Aleatoric Uncertainty Difference measures the equality (or lack thereof) of aleatoric (data) uncertainty across groups. In practice, this metric is implemented as a difference between the averaged metric value for \(\textit{dis}\) and \(\textit{priv}\) groups:

\[ \Delta U_{h, \text{aleatoric}}(D) = \mathbb{E}_{x \in D_\text{dis}}[U_{\text{aleatoric}}(x)] - \mathbb{E}_{x^* \in D_\text{priv}}[U_{\text{aleatoric}}(x^*)] \]
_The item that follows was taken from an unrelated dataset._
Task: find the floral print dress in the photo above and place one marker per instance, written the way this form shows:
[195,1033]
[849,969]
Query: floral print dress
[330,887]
where \(D\) is a test set and \(x\) and \(x^*\) are \(dis\) and \(priv\) samples in \(D\).

References


  1. Moritz Hardt, Eric Price, and Nati Srebro. β€œEquality of Opportunity in Supervised Learning”. In: Advances in Neural Information Processing Systems 29: Annual Conference on Neural Information Processing Systems 2016, December 5-10, 2016, Barcelona, Spain. Ed. by Daniel D. Lee et al. 2016, pp. 3315–3323. 

  2. Alexandra Chouldechova. Fair prediction with disparate impact: A study of bias in recidivism prediction instruments. Big Data 5, 2 (2017), 153–163. 2016 

  3. Feldman, Michael, et al. "Certifying and removing disparate impact." proceedings of the 21th ACM SIGKDD international conference on knowledge discovery and data mining. 2015. 

  4. Toon Calders and Sicco Verwer. Three naive bayes approaches for discrimination-free classification. Data Mining and Knowledge Discovery, 21(2):277–292, 2010. 

  5. Michael Feldman, Sorelle A. Friedler, John Moeller, Carlos Scheidegger, and Suresh Venkatasubramanian. Certifying and removing disparate impact. In Proceedings of the 21th ACM SIGKDD International Conference on Knowledge Discovery and Data Mining, KDD ’15, pages 259–268, New York, NY, USA, 2015. ACM. 

  6. Faisal Kamiran and Toon Calders. Classifying without discriminating. 2009 2nd International Conference on Computer, Control and Communication, IC4 2009, 2009. 

  7. Toshihiro Kamishima, Shotaro Akaho, and Jun Sakuma. Fairness-aware learning through regularization approach. Proceedings - IEEE International Conference on Data Mining, ICDM, pages 643–650, 2011.